Plea comes as first delivery of food reaches residents of Madaya and two other starving towns cut off for months by war.
A member of a US family trapped and starved in the Syrian town of Madaya is criticising the US government for what he described as “total neglect” and “shocking behaviour” towards his family members.
Hussein Assaf, a Syrian American from Philadelphia area, told al Jazeera that members of his family were trapped in Madaya about 40km northwest of Damascus.
Madaya and Zabadani are towns outside Damascus with more than 40,000 residents which have been besieged for months by government forces and Lebanese Hezbollah fighters.
Assaf, 35, who works for a major US retailer, said that all of his family members were US citizens and have been communicating with the US embassy in Beirut asking for help, but the embassy offered them no help at all, he said.
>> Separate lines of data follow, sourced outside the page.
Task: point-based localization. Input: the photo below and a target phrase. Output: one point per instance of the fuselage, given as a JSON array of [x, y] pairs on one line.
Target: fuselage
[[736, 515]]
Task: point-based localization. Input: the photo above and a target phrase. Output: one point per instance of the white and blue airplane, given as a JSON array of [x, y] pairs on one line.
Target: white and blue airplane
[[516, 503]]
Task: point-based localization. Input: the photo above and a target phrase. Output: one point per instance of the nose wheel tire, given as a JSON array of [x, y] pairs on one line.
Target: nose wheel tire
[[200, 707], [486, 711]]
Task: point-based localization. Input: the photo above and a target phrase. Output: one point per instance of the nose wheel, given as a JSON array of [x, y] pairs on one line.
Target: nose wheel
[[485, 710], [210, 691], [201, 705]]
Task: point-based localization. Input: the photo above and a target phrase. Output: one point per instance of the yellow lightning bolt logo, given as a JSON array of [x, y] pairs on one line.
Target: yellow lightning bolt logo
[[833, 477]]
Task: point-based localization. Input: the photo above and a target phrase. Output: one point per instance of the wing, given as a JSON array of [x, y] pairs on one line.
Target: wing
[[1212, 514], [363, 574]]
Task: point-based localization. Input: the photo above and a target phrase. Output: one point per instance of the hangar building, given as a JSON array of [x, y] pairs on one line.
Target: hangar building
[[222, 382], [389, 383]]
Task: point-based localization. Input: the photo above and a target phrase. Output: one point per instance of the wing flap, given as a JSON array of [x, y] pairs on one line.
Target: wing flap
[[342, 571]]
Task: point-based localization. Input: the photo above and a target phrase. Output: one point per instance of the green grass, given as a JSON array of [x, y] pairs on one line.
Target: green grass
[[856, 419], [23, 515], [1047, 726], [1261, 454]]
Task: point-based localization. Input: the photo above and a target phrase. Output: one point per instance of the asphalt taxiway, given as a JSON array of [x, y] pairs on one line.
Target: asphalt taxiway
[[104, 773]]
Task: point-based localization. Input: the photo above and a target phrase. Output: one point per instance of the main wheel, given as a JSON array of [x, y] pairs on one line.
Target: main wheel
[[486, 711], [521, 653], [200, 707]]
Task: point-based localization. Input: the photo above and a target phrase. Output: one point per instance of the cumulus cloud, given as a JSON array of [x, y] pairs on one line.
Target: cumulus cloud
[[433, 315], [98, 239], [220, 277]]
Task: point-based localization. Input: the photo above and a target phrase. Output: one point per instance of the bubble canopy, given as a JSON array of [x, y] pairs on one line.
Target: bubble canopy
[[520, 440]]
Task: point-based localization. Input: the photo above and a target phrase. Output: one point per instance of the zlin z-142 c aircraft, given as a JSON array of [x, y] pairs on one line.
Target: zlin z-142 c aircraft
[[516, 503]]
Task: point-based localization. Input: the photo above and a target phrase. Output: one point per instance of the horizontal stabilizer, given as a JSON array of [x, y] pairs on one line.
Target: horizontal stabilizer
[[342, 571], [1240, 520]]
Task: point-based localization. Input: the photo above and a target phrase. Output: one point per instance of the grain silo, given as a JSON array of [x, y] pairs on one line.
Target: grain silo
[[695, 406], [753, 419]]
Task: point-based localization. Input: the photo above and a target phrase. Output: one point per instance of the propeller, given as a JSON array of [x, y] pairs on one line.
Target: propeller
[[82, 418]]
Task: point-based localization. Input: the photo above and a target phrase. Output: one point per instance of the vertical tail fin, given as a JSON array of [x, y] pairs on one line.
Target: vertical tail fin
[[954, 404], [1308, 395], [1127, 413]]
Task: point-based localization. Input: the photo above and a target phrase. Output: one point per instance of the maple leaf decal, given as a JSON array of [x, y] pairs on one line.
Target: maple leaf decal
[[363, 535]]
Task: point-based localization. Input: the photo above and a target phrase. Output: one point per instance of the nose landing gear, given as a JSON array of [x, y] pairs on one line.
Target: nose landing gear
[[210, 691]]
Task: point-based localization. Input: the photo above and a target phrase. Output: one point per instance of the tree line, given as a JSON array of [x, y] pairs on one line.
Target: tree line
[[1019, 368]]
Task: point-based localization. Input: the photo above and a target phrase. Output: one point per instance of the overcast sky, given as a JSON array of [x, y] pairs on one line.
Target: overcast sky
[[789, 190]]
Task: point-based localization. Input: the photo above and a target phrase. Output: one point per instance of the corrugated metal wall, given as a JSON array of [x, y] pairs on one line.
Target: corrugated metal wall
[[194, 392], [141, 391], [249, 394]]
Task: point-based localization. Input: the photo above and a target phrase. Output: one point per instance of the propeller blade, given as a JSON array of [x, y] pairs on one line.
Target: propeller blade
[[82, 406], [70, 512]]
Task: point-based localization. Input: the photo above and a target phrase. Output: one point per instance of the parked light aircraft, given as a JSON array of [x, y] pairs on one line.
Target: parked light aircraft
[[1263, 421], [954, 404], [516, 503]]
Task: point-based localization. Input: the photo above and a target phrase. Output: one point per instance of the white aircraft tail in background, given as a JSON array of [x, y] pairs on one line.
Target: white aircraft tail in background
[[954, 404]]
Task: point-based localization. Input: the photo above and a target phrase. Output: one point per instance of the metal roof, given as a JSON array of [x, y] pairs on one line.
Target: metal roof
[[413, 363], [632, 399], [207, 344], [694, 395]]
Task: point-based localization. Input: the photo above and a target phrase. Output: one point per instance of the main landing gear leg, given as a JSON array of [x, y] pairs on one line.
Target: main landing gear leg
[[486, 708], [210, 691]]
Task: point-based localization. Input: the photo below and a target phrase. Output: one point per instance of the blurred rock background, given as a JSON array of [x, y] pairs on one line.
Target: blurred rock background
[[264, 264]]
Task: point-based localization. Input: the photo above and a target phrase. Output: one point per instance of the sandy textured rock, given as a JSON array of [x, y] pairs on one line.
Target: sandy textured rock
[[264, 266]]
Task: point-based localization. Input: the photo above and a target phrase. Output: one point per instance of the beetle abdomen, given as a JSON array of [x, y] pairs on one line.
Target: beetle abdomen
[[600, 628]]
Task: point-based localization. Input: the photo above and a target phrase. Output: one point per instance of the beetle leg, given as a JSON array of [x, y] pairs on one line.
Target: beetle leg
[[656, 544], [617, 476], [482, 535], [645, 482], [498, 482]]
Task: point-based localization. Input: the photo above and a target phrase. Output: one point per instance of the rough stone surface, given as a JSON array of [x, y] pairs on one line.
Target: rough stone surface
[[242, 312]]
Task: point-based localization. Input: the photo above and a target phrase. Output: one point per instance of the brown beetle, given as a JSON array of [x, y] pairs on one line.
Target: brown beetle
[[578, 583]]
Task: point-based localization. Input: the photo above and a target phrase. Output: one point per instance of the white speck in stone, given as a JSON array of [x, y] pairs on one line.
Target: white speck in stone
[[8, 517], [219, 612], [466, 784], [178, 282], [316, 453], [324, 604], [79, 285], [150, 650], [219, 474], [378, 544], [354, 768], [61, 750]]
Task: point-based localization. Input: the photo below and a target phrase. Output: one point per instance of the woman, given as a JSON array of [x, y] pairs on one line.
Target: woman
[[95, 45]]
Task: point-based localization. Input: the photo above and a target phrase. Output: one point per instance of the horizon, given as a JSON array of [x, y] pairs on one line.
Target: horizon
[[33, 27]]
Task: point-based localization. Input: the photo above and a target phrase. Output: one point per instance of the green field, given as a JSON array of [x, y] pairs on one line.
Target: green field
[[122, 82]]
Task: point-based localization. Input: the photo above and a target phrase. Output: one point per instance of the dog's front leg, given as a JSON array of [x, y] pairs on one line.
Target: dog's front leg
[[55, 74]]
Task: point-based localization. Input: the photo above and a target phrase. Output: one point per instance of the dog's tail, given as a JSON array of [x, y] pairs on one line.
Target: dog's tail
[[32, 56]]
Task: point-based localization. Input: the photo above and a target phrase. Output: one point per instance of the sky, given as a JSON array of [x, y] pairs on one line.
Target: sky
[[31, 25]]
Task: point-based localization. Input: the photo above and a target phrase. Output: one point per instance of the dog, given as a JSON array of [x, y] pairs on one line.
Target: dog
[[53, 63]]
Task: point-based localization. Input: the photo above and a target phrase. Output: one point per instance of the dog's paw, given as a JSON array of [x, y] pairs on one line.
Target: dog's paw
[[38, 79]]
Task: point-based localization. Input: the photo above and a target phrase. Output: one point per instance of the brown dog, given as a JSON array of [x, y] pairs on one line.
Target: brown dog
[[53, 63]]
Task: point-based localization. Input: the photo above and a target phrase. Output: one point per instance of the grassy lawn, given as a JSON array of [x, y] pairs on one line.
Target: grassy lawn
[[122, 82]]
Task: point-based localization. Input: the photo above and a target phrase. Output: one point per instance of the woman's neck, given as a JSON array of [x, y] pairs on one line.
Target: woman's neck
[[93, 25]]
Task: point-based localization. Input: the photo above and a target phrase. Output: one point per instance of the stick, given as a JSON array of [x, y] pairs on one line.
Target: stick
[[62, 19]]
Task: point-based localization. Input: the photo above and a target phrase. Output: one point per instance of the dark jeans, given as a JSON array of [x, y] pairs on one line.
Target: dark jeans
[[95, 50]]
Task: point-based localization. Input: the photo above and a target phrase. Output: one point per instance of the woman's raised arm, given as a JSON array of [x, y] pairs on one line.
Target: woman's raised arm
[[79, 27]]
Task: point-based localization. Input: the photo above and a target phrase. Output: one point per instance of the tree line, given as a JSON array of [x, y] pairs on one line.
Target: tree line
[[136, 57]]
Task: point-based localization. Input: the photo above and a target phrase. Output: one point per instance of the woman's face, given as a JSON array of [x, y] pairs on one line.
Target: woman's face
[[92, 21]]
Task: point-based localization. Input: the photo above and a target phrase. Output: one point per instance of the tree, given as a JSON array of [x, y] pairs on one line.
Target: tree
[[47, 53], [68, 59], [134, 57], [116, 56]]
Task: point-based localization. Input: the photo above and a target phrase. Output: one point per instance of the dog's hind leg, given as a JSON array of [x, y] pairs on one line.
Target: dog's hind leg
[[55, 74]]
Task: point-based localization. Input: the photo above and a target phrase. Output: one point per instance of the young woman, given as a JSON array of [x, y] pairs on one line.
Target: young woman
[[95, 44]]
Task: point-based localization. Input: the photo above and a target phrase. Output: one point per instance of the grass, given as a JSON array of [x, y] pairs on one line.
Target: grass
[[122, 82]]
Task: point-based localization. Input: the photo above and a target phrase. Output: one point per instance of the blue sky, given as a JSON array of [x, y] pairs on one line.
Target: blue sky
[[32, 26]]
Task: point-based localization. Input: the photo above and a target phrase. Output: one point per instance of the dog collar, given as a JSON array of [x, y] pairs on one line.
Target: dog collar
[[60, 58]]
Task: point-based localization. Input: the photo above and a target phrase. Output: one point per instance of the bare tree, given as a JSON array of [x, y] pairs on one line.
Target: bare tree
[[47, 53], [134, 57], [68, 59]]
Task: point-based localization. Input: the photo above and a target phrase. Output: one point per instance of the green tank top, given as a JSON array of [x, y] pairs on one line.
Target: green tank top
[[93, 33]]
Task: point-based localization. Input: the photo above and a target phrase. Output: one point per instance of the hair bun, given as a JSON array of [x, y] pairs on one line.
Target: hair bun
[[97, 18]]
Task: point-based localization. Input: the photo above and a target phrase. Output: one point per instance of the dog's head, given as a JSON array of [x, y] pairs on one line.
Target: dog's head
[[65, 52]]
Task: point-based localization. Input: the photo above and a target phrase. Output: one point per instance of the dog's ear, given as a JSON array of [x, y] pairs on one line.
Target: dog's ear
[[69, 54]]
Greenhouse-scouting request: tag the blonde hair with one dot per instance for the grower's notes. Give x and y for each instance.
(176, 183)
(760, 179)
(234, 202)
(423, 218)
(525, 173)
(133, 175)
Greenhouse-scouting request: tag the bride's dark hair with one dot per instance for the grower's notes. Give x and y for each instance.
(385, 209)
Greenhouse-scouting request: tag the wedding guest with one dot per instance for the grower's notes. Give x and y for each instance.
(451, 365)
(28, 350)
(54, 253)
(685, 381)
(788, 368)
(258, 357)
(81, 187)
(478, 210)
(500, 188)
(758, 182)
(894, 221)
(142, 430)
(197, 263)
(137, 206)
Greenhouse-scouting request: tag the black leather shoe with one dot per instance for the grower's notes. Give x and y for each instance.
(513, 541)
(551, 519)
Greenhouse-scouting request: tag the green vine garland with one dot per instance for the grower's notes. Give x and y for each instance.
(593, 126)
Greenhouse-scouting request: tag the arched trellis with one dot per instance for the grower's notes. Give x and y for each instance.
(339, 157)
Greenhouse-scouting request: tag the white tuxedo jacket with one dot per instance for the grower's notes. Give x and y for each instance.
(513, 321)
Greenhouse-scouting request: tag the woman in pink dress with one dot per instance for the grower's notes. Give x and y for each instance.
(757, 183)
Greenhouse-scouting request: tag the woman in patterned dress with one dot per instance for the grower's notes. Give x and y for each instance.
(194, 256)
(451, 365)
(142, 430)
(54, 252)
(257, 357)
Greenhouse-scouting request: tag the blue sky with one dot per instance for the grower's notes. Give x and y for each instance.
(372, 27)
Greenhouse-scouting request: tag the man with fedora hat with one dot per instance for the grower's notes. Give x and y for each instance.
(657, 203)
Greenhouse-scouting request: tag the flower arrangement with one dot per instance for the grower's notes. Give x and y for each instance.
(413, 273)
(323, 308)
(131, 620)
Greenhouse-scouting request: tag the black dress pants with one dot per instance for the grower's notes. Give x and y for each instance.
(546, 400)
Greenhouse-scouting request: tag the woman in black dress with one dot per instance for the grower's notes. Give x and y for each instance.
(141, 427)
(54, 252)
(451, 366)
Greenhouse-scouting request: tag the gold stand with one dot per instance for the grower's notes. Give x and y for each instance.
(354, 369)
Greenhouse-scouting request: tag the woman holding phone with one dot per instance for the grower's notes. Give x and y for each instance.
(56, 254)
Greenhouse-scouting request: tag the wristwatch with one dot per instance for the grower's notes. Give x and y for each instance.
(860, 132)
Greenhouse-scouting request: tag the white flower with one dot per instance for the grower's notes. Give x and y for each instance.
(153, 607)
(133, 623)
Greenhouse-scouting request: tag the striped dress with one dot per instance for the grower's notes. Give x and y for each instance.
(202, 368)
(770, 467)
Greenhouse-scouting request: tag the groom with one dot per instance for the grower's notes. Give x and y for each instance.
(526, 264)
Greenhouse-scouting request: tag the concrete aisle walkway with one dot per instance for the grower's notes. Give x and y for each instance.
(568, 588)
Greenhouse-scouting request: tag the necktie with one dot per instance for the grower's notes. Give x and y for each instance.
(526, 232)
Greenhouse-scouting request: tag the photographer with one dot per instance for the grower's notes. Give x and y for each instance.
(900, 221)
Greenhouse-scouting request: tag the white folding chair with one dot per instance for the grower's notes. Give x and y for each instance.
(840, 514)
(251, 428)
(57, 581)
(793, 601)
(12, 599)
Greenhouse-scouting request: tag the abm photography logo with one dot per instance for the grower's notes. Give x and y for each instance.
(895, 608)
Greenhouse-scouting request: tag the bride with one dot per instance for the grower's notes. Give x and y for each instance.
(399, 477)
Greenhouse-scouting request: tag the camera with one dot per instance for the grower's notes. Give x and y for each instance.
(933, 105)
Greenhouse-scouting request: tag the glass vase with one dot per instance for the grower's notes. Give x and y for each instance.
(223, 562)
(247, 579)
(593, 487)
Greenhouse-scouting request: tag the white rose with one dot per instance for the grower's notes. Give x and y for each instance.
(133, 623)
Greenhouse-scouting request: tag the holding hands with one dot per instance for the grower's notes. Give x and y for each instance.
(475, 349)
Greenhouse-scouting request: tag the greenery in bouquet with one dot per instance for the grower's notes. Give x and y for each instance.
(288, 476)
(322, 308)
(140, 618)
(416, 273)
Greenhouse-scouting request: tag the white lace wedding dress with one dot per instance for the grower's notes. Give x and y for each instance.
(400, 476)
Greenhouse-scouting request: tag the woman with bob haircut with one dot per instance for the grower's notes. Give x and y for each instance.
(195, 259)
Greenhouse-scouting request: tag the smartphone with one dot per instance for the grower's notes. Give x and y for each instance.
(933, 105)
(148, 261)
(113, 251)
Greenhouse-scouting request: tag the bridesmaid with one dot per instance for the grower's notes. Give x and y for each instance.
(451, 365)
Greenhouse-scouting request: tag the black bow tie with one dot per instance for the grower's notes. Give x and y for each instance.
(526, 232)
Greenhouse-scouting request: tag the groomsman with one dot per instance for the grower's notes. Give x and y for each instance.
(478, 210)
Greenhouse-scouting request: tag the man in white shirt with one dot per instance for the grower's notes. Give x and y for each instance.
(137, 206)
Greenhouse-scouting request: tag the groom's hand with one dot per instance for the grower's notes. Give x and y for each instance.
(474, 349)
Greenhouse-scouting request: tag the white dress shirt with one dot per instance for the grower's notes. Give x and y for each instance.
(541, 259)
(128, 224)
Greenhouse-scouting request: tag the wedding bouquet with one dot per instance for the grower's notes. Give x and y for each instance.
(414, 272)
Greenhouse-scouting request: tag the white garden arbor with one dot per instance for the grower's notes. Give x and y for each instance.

He added that members of his family with five young children, all US citizens, emailed the US embassy in Beirut on several occasions in the past few months pleading for help, saying: “We [are] stuck, we tried to get out of here but we couldn’t. There is no way out and the life here is impossible. There’s no food and no medicine… We almost died… Please we need your help as soon as possible.”
He said that he could not reveal the names of his family members in Syria fearing for their lives while there.
According to the email exchange provided by family members in the US and seen by al Jazeera, the embassy in Beirut offered them no help.
Stating in an email that was not addressed to anyone by name, the embassy said: “Unfortunately, we are unable to assist you in this issue and you are advised to consider other options.”
Assaf told al Jazeera that he was “shocked and disappointed” at this response and at the apparent lack of interest on part of the US government to help his trapped family members in Madaya.
“We are fourth generation American citizens. My great grandfather served in World War I defending this country, and my brother is on active duty in the US army. We pay our taxes and we are loyal to this country, but in the eyes of this administration it appears to be that we are not American enough to help us in the hour of need.”
He added: “I blame the State Department for turning its back on my family.”
Assaf said his great grandfather migrated to the US in 1909 and served in the US army in World War I.
A spokesman for the US State Department in Washington DC told Al Jazeera in an email that “through our Czech Protecting Power, we are making every effort to assist US citizens who are trying to leave Syria.”
The US has closed its embassy in Damascus in 2012, and US interests there are served through the embassy of the Czech Republic in Damascus.
An estimated 400,000 people are living under siege in 15 areas across Syria, according to the UN.